Delima Silalahi, Penerima Nobel Hijau 2023: Perjuangan Belum Usai
Reporter
Nabiila Azzahra
Editor
Zacharias Wuragil
Minggu, 30 April 2023 09:00 WIB
TEMPO.CO, Jakarta - Direktur Eksekutif Kelompok Studi dan Pengembangan Prakarsa Masyarakat (KSPPM) Delima Silalahi terpilih sebagai salah satu penerima Goldman Environmental Prize 2023. Penganugerahan penghargaan yang dikenal sebagai Nobel Hijau ini diselenggarakan di San Francisco, Amerika Serikat, pada Senin, 24 April 2023
Tiap tahunnya, Goldman Environmental Foundation memberikan penghargaan kepada aktivis lingkungan akar rumput dari enam benua di dunia atas upaya yang signifikan dalam melindungi alam. Mereka dilukiskan sebagai, "ordinary people who take extraordinary actions to protect our planet" dan Delima terpilih untuk wilayah benua kawasan pulau dan negara kepulauan.

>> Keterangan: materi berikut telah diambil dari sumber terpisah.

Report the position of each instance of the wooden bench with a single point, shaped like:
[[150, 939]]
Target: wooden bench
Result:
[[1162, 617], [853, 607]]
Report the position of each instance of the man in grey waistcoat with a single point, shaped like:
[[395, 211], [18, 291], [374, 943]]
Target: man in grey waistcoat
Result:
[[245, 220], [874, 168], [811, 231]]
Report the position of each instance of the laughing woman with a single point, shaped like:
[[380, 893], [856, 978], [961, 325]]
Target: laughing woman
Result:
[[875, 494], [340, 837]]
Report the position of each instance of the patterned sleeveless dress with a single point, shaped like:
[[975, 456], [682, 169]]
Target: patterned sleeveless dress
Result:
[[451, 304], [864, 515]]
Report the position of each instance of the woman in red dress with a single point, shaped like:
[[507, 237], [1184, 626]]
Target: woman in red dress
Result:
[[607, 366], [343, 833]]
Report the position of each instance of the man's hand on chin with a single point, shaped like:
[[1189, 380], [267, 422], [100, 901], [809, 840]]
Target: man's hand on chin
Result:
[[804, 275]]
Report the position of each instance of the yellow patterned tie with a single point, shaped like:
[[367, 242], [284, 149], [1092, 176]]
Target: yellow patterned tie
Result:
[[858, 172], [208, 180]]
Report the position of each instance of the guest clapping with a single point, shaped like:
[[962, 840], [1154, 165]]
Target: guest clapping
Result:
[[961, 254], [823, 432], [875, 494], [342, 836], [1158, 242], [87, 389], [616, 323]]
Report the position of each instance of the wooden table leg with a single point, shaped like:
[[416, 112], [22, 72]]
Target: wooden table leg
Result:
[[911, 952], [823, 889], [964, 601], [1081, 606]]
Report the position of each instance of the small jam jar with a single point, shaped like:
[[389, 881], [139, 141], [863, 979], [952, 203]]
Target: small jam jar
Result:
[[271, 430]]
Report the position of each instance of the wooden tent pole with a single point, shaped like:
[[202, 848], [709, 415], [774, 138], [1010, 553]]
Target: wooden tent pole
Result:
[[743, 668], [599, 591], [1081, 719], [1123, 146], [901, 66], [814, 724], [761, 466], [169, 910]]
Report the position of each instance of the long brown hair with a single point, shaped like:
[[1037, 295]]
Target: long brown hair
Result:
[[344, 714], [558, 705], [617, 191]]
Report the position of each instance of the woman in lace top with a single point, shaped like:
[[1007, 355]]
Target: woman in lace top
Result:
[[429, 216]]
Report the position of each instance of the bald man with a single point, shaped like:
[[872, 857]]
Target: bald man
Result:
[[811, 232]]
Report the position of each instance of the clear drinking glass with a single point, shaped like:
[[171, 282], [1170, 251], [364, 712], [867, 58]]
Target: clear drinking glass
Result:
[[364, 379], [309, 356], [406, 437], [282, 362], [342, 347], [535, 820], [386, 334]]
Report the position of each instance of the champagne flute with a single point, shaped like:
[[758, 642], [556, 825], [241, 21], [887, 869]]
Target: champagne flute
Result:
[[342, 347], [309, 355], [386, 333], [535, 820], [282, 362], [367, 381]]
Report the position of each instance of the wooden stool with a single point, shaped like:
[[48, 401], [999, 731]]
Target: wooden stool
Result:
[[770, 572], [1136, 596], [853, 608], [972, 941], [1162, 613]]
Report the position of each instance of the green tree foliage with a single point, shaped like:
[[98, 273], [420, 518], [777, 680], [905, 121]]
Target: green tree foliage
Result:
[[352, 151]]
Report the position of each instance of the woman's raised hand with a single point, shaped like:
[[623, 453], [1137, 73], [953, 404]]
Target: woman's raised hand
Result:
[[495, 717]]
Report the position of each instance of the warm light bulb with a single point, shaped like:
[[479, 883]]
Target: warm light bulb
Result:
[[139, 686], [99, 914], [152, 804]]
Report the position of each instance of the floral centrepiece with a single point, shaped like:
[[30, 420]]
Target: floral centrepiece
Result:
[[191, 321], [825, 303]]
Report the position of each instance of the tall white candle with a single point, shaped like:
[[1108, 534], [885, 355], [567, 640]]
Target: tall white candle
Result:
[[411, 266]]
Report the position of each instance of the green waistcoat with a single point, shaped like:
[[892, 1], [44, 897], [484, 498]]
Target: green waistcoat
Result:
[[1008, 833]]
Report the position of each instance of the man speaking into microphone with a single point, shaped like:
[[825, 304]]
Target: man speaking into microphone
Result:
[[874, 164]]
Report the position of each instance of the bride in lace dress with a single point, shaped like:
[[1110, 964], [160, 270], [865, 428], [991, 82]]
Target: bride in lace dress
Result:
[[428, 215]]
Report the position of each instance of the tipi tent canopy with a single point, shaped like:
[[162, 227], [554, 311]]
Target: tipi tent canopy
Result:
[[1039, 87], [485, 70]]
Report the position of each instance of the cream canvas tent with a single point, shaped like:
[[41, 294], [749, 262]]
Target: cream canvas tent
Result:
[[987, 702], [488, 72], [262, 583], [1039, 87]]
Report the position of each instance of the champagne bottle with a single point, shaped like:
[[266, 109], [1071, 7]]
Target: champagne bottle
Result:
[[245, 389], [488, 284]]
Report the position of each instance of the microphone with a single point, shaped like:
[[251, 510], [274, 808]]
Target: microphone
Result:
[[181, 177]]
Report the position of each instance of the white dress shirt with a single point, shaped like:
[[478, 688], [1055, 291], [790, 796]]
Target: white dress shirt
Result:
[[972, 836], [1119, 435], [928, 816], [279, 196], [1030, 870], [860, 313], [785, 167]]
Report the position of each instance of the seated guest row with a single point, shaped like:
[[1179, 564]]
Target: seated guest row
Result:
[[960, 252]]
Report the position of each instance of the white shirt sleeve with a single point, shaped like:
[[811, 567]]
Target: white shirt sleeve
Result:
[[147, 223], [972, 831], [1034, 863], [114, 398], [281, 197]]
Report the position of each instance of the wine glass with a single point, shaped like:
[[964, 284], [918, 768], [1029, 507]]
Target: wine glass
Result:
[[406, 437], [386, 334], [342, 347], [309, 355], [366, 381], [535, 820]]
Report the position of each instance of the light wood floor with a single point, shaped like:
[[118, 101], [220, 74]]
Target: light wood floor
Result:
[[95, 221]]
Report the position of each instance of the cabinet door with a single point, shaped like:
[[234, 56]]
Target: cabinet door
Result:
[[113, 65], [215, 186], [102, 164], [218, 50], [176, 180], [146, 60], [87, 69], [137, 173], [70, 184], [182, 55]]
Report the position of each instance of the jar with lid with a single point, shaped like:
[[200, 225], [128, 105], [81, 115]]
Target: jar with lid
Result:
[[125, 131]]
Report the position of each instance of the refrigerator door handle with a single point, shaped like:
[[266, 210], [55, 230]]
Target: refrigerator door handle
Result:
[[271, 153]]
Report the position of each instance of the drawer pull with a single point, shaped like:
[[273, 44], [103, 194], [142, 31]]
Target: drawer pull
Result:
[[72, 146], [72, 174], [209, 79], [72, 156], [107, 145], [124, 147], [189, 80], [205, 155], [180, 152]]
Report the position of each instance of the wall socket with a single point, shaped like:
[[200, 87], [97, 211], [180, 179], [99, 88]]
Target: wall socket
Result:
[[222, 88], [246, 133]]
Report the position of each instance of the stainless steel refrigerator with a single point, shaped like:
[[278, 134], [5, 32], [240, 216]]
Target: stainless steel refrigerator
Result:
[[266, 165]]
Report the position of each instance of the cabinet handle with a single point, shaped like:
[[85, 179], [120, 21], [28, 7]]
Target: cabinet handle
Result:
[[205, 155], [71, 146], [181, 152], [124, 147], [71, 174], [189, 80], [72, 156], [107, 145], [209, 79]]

Sepak terjang Delima mendapat apresiasi, antara lain berkat advokasi yang dilakukannya, pemerintah Indonesia menetapkan hak pengelolaan atas 7.213 hektare hutan adat kepada enam kelompok masyarakat Tano Batak pada Februari 2022 lalu. “Penghargaannya walaupun atas nama individu tetapi sebenarnya untuk gerakan masyarakat adat di Tano Batak," kata Delima kepada Tempo, 28 April 2023.
Dia menuturkan, dari 7.213 hektare lahan tersebut, 884 hektare merupakan kawasan hutan negara dan 6.333 hektare didapat dari lahan perusahaan pulp dan kertas PT Toba Pulp Lestari (TPL). Perusahaan itu mengambil alih hutan kelola masyarakat untuk dijadikan kebun eukaliptus, yang bukan merupakan tanaman asli setempat dan monokultur. Hal itu mengganggu tumbuhnya jenis pohon penghasil kemenyan (getah kering) yang menjadi sumber kehidupan masyarakat Tano Batak.

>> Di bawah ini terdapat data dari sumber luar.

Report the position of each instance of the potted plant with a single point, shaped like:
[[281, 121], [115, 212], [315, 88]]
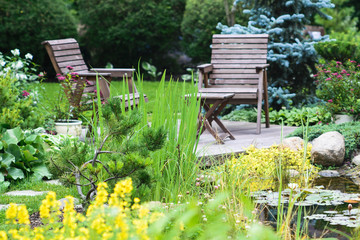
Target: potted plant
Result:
[[70, 106], [338, 84]]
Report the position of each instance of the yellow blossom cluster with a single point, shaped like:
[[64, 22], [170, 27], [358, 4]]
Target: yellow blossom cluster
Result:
[[259, 168], [114, 217]]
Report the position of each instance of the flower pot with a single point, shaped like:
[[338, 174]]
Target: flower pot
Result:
[[342, 118], [71, 127]]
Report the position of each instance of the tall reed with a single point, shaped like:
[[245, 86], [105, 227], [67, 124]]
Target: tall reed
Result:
[[175, 166]]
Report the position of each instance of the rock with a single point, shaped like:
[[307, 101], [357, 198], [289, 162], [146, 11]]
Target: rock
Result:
[[294, 143], [328, 149], [356, 160], [329, 173], [30, 193]]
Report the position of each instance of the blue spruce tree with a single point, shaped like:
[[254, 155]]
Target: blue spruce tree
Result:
[[291, 56]]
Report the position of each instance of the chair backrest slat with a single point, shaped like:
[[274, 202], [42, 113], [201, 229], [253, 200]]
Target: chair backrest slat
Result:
[[235, 58], [63, 53]]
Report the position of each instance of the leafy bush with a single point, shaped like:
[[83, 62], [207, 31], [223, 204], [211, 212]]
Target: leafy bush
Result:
[[339, 86], [143, 29], [21, 155], [338, 50], [260, 167], [350, 131], [290, 117], [17, 108], [125, 217], [26, 24]]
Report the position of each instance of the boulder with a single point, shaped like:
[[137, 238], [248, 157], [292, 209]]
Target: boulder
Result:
[[294, 143], [328, 149], [356, 160]]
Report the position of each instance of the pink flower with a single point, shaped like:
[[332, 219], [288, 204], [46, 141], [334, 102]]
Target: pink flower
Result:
[[25, 93]]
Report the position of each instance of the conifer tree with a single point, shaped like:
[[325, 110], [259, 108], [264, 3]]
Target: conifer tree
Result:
[[291, 56]]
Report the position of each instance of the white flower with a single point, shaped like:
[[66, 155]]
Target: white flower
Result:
[[29, 56], [15, 52]]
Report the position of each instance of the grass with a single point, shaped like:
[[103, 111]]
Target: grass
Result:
[[50, 91]]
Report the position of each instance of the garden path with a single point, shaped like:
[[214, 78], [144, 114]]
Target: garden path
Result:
[[245, 135]]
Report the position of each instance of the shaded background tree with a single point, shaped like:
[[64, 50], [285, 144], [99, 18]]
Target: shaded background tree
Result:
[[121, 32], [292, 58], [24, 24]]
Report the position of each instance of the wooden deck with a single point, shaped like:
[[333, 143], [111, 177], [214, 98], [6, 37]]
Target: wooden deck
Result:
[[245, 135]]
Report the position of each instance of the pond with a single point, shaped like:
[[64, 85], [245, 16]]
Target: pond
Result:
[[325, 207]]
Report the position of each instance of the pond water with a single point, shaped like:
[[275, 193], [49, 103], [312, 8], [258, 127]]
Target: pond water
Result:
[[324, 208]]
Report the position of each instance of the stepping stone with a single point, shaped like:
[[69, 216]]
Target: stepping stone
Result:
[[25, 193]]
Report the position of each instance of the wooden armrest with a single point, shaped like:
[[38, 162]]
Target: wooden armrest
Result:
[[93, 74], [115, 72], [261, 67], [205, 68]]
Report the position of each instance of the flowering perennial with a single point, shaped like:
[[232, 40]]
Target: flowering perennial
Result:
[[111, 217]]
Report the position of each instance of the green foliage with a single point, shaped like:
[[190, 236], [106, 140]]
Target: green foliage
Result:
[[151, 70], [24, 25], [16, 108], [338, 50], [21, 155], [350, 131], [339, 86], [341, 17], [298, 117], [121, 32], [198, 26], [290, 117]]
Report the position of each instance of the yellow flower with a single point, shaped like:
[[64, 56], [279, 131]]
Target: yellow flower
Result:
[[23, 215], [3, 235]]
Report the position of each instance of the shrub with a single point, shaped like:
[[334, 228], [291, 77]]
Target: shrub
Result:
[[338, 50], [350, 131], [290, 117], [119, 216], [130, 30], [338, 85], [17, 108], [21, 155], [26, 24]]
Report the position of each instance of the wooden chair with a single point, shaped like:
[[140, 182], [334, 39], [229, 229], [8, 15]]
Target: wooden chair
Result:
[[238, 65], [66, 52]]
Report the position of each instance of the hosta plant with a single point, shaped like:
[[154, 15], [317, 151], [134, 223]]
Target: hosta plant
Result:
[[21, 155]]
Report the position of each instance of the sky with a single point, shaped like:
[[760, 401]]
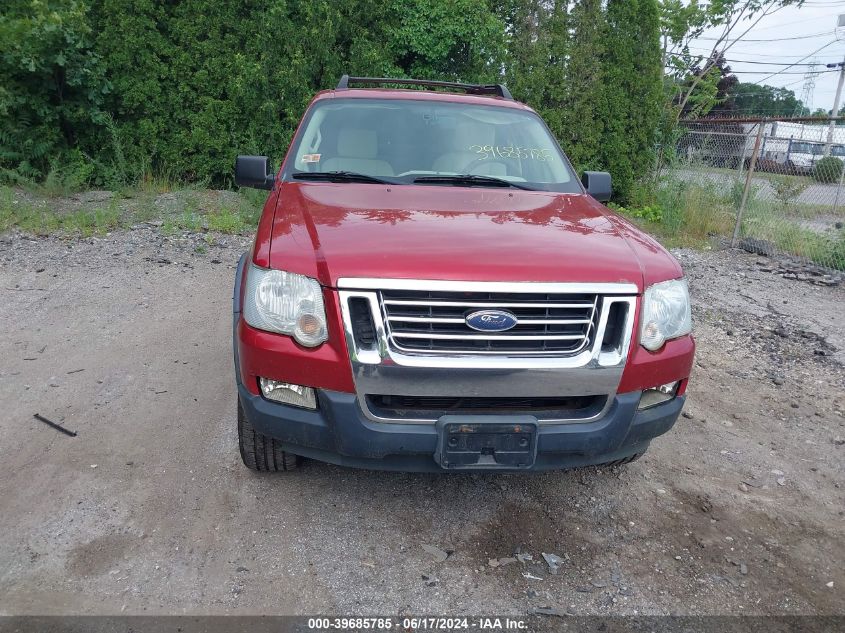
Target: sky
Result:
[[814, 23]]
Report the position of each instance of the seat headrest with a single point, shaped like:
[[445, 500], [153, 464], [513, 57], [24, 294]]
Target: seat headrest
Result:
[[357, 143]]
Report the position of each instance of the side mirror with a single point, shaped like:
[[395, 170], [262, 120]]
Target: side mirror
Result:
[[597, 184], [254, 171]]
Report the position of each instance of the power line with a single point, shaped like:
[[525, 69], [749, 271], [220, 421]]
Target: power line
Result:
[[771, 39], [746, 61], [800, 60]]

TPL dapat melakukan itu karena sebelumnya tidak ada pengakuan resmi bagi masyarakat adat atas wilayah tersebut. Hingga pada 2012, putusan Mahkamah Konstitusi (MK) Nomor 35 menegaskan bahwa hutan negara tidak termasuk hutan adat. Delima dan KSPPM menggunakan momentum itu untuk memperkuat perjuangan menuntut status kepemilikan atas hutan adat di Tano Batak.
Bersama enam komunitas yang mendiami hutan seputar Danau Toba tersebut, mereka melakukan pemetaan wilayah, menjelaskan aturan hukum yang baru kepada masyarakat adat, dan membangun strategi kampanye.
Bergabung dengan KSPPM
Delima bergabung dengan KSPPM, lembaga yang mendampingi masyarakat adat dalam isu lingkungan dan pemenuhan hak, pada 1999. Dengan latar belakang pendidikan lulusan Fakultas Ilmu Sosial dan Ilmu Politik (FISIP) Universitas Sumatera Utara (USU), dia mengaku tertarik pada isu sosial dan lingkungan.

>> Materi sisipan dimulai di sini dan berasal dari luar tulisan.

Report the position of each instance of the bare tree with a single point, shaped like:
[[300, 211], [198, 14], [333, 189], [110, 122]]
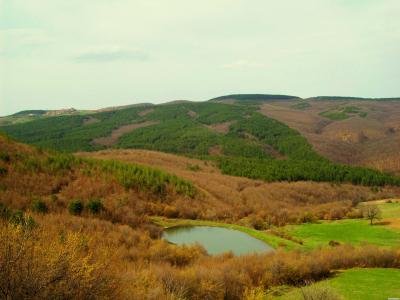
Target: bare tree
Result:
[[372, 212]]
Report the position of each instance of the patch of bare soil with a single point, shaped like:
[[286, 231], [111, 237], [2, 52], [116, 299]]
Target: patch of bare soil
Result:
[[215, 150], [117, 133], [223, 190], [90, 120], [192, 114], [373, 140], [145, 112], [221, 127]]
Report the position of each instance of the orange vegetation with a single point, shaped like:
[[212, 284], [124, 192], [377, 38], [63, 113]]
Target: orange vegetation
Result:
[[115, 253], [243, 200], [372, 140]]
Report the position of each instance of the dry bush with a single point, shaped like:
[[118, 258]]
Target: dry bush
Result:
[[36, 266], [318, 292]]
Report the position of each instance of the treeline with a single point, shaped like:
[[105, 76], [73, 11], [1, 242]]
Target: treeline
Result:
[[141, 178], [248, 149], [130, 176], [298, 170]]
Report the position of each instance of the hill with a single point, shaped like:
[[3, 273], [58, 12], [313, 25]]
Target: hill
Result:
[[241, 140], [356, 132], [73, 227]]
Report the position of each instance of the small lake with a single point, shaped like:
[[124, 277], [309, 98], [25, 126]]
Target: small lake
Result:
[[216, 240]]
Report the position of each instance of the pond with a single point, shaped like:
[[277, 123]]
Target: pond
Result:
[[216, 240]]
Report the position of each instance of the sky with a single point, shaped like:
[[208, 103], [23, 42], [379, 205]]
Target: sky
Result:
[[98, 53]]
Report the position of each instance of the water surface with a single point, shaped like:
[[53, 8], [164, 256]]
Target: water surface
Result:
[[216, 240]]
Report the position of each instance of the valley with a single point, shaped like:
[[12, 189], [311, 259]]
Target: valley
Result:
[[257, 172]]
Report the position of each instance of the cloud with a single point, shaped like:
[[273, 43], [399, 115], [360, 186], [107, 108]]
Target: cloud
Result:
[[243, 64], [16, 41], [110, 53]]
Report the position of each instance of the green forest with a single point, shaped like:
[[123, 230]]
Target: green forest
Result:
[[253, 145]]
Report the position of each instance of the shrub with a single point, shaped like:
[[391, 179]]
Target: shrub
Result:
[[75, 207], [318, 292], [3, 171], [39, 206], [95, 206], [5, 157]]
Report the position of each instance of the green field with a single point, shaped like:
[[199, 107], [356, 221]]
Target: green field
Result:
[[389, 209], [355, 232], [359, 284]]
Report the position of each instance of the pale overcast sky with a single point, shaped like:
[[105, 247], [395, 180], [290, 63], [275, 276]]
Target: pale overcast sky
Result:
[[97, 53]]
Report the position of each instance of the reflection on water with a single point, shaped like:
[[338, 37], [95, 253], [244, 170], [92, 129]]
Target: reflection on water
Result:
[[216, 239]]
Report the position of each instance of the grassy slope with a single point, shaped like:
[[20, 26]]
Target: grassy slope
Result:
[[345, 231], [360, 284], [183, 129], [273, 241]]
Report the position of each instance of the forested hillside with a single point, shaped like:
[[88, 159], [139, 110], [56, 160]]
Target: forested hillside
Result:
[[241, 140]]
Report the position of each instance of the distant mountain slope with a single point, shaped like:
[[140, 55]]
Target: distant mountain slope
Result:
[[350, 131], [242, 141], [251, 98]]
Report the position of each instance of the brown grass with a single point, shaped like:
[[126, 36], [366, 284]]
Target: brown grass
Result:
[[220, 127], [235, 198], [373, 141], [117, 133], [116, 254]]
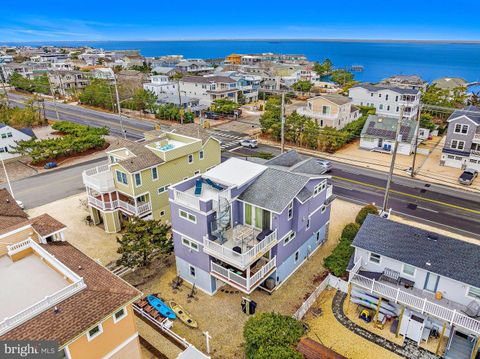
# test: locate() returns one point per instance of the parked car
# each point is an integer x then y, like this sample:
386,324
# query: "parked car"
249,143
324,163
468,176
49,165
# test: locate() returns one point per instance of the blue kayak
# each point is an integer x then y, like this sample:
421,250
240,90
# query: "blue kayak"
161,307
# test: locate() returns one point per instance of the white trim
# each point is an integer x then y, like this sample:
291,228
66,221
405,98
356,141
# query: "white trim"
125,313
89,337
121,346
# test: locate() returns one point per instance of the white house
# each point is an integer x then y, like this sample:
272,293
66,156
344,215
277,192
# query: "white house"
387,100
8,138
429,284
378,134
161,85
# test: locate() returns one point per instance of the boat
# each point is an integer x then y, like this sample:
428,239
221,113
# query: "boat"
183,315
161,307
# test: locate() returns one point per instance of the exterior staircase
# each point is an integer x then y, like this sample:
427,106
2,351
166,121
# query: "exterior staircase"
460,348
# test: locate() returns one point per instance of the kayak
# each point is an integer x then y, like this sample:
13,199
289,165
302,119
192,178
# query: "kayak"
161,307
183,315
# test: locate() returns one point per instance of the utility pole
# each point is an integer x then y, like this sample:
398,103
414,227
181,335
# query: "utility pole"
419,114
392,164
119,109
282,119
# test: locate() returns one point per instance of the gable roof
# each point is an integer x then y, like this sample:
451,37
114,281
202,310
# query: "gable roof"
104,294
446,256
274,189
376,88
470,112
386,128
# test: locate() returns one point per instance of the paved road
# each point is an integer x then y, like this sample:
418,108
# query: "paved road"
441,205
133,127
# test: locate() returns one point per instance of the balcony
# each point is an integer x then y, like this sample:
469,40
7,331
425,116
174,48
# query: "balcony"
115,201
244,281
99,178
247,248
418,300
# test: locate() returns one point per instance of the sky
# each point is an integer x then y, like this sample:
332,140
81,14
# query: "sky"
53,20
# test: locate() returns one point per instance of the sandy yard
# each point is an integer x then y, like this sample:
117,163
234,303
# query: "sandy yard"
91,240
221,314
337,337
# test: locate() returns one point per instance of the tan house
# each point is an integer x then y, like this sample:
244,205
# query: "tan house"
330,110
52,291
136,179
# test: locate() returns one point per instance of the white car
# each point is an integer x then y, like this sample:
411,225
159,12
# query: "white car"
249,143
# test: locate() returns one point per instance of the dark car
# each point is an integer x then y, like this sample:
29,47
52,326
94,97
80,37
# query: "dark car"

Mundur lebih jauh, masa kecil Delima sebagai anak guru banyak dihabiskan dengan bermain di sawah orang lain dan melihat banyak sungai. Dia juga mengakrabi kehidupan teman-temannya yang berasal dari keluarga petani kemenyan. Menurut Delima, mereka yang seharusnya kaya karena mengelola tumbuhan endemik Tano Batak menjadi kian miskin.
"Penghasilannya menurun dari tahun ke tahun sejak adanya PT Indorayon yang kini disebut TPL," kata dia.
Saat kuliah, Delima mulai menyadari banyak sekali persoalan lingkungan di sekitarnya, seperti penebangan liar dan demo besar-besaran untuk menutup PT Indorayon. Hal ini mendorongnya untuk mempelajari dampak perusahaan-perusahaan terhadap hutan adat, yang dia lakukan bersama KSPPM.
Kini, dia sudah beraktivitas selama 23 tahun di KSPPM. Lembaga yang beralamat di Tapanuli Utara ini telah berdiri selama 40 tahun.
Baca halaman berikutnya: merebut kembali hutan adat, peran penting perempuan, dan perjuangan yang belum usai
<!--more-->
Merebut Kembali Hutan Adat
Delima mengatakan bahwa untuk mendapatkan hak atas 7.213 hektare hutan adat merupakan proses panjang. Meskipun dengan Putusan MK No. 35 sebagai dasar hukum, proses pengakuan tidaklah instan. Perlu adanya peraturan daerah (perda) yang mengikutinya, juga pengakuan dari bupati setempat terhadap komunitas adat melalui surat keputusan (SK).
Hal itu yang kemudian turut diperjuangkan oleh KSPPM bersama Aliansi Masyarakat Adat Nusantara (AMAN) Tano Batak serta gerakan masyarakat adat dan agraria tingkat nasional. Prosesnya juga dibantu oleh pihak lain, seperti akademisi dalam menyusun naskah akademik dan jurnalis dalam peliputan. “Jadi ini merupakan hasil kerja gerakan masyarakat sipil di Indonesia,” ujar Delima.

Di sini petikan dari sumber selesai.